The two tables logically related by a many-to-many binary relationship each hold a primary key. The association table inherits a copy of each table’s primary key, which is stored in a single row. This lets the association table map many rows in one table to many rows in another. As mentioned earlier, n-ary relationships simply increase the number of foreign keys held in direct ratio to the number of related tables. This means a tenary (specialized form of an n-ary) relationship maps three tables together through a single row, and contains a foreign key for each of the three tables.

The modeling approaches can best be represented on the four major step stones. Unfortunately, this excludes a number of approaches but you’ll find references to those in the external links. After covering the visual semantic models, we need to cover the concept of normalization. The summaries and links follow in the list:

Original Entity-Relation Modeling
The first modeling technique adopted widely was the Chen model, known as Original Entity-Relation model. It uses diamonds to represent relationships, and squares to represent entities (or simple tables). The problem with the Original E-R Model was that it didn’t qualify minimum cardinality between entities. It only qualified maximum cardinality.
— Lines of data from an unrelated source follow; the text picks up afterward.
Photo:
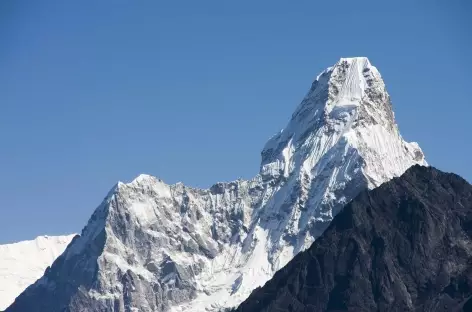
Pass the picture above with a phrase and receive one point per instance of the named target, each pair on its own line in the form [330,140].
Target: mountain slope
[405,246]
[21,264]
[155,247]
Extended Entity-Relation Modeling
The second modeling technique adopted widely was the Extended ER, it let you qualify the minimum cardinality. It’s largest problem was that the diamonds containing the relationship didn’t map well to CASE (Computer-Aided Software Engineering) design tools and the 8.5″ by 11″ sheet of paper.
Information Engineering
The third modeling technique adopted widely and produced by TI Corporation first for the IBM Mainframe is perhaps most consistently in use today. It takes several slightly different forms but falls into the family of approaches known as the Information Engineering model. It allows for qualification of minimum and maximum cardinality by doing away with the diamonds and introducing a crows-foot notation.
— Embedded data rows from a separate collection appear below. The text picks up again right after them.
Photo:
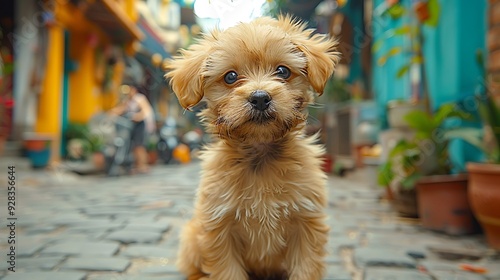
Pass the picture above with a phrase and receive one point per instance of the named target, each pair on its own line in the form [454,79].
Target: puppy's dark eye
[283,72]
[230,77]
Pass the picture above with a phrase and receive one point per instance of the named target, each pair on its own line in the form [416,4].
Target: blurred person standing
[136,107]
Uniform Modeling Language (UML)
The last modeling technique adopted is UML. UML is not perfectly suited to diagramming data models because it doesn’t support many conventions from prior modeling techniques. It is simpler when well understood but unfortunately the Object-Oriented Analysis and Design model interferes with it’s adoption in the database community to some extent.
Normalization
Normalization is the process of grouping data into single subjects to avoid insertion, update, and deletion anomalies.